Discipline: Technology and Engineering
Subcategory: Civil/Mechanical/Manufacturing Engineering
Arndreya Howard - Prairie View A&M University
Co-Author(s): Hongbo Du and Raghava Kommalapati, The Center for Energy & Environmental Sustainability, Prairie View A&M University
Studies have shown particulate matter and the contaminates found in particulates impact the air quality significantly. Researchers have identified some of these pollutants as dust, bio-aerosols, ammonia, carbon monoxide, nitrogen dioxide, sulfur dioxide, and ozone. These pollutants have harmful effects on the respiratory systems of humans and can cause health defects such as lung diseases, heart attacks, and pneumonia. Many speculations have inferred that organic poultry farming is more beneficial to the environmental and human health than conventional commercial farming. This study investigates the validity of those statements by using a Thermo Scientific pDR 1500 aerosol monitor and Teledyne Advance Pollution gas analyzers to determine the pollutants found in the particulate matter emitted from organic poultry farms compared to conventional commercial poultry farms. The data will be compared to the National Ambient Air Quality Standards to determine their harmfulness. The pDR 1500 aerosol monitor has the capabilities to quantify particulate matter ranging from PM10 to PM4 by use of photometric technology. While the Teledyne Advance Pollution gas analyzers uses Beer-Lambert law to quantify the amount of gas in a particular area by use of infrared radiation traveling through a sample chamber filled with the desired gas. Samples will be collected from three organic poultry farms and three conventional commercial poultry farms in Texas during the morning, noon, and evening hours. This equipment will give close to accurate readings of the amount of gas and particulate matter emitted from these poultry farms during a workers average work day. The National Ambient Air Quality Standards for particulate matter is 15.0 µg/m3, the standard for sulfur dioxide is 0.5 ppm, the standard for carbon monoxide is 35 ppm, the standard for nitrogen dioxide is 53 ppb, and the standard for ozone is 0.07 ppm. It is projected that the organic poultry farms will have higher emissions than the conventional commercial poultry farms. However they both will have higher emission than the National Ambient Air Quality Standards, therefore there is a strong need to reduce these harmful pollutants from the farm emissions. Suggestions of bio-filters, litter treatment, and a change in dietary approaches have been made in an effort to reduce these emissions.

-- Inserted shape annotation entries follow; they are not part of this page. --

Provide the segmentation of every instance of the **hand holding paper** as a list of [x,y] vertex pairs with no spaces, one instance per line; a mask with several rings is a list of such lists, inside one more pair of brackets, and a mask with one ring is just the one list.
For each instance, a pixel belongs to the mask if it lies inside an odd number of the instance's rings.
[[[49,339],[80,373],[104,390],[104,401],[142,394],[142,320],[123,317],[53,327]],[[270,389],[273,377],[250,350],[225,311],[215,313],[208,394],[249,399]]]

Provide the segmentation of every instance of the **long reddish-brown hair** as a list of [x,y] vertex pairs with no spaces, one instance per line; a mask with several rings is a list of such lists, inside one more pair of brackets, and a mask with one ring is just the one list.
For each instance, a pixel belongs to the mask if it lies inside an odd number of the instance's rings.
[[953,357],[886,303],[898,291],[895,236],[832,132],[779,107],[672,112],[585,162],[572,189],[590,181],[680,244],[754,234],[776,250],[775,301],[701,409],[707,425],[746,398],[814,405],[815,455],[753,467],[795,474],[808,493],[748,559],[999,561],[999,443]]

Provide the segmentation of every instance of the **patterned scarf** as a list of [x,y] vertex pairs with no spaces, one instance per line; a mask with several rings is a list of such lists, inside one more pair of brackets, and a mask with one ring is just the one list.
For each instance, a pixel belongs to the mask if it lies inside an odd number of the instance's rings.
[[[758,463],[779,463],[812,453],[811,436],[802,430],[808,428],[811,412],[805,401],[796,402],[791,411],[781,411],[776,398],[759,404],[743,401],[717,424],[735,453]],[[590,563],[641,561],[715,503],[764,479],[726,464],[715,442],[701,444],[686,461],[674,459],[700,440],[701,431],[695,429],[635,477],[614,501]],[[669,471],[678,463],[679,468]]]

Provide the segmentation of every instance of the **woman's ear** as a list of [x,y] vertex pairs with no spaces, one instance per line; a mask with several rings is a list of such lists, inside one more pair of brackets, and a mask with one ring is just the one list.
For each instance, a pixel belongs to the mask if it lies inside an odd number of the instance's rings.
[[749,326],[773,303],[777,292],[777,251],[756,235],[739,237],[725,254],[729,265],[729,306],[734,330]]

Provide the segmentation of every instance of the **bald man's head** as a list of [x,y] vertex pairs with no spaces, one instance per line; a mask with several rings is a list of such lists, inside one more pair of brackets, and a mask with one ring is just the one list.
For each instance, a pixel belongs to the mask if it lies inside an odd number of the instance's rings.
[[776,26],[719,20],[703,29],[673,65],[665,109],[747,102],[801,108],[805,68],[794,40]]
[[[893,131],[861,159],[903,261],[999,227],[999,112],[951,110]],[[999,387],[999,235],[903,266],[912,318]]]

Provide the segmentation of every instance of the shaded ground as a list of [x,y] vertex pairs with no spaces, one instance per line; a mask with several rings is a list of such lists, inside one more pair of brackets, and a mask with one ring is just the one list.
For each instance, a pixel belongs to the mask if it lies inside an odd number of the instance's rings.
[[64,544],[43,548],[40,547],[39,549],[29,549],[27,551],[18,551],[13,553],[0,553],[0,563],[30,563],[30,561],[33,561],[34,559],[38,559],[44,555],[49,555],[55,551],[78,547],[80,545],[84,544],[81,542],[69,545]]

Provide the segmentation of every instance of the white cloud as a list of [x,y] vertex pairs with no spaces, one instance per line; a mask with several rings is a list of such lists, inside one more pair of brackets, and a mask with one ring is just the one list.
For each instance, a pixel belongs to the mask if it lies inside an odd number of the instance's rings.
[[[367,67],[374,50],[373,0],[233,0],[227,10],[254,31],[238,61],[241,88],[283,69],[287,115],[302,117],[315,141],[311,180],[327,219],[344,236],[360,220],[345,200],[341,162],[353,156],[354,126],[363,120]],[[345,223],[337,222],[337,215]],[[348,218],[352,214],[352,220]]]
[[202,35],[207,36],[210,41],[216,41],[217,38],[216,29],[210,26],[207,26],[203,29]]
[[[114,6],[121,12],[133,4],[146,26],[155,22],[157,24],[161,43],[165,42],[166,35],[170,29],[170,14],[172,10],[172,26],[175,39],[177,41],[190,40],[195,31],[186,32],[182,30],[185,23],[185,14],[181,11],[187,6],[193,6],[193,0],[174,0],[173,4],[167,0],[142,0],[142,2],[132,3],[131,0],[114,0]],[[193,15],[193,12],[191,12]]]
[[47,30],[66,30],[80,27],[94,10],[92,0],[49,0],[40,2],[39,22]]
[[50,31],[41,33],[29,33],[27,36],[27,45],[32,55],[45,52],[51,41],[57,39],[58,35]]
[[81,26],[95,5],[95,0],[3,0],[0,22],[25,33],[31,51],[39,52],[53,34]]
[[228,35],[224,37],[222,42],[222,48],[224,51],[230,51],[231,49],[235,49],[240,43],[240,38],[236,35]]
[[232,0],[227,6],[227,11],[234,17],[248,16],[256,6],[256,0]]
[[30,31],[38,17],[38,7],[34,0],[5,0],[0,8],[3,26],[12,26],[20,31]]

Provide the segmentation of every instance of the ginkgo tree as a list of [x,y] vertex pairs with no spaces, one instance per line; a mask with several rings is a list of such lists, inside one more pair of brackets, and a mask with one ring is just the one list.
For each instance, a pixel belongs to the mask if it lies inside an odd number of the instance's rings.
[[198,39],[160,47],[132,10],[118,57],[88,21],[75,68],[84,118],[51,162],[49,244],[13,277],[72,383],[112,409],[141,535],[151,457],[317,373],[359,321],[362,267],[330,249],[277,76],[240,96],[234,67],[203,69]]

Funder Acknowledgement(s): CREST Center for Energy and Environmental Sustainability
Faculty Advisor: Raghava Kommalapati, firstname.lastname@example.org
Role: For this research my part focused on contacting the poultry farms to get access to collect the data samples and conducting background research on this topic. After the data samples were collected I began writing the final report showing my conclusions from the data collected and other relevant information found.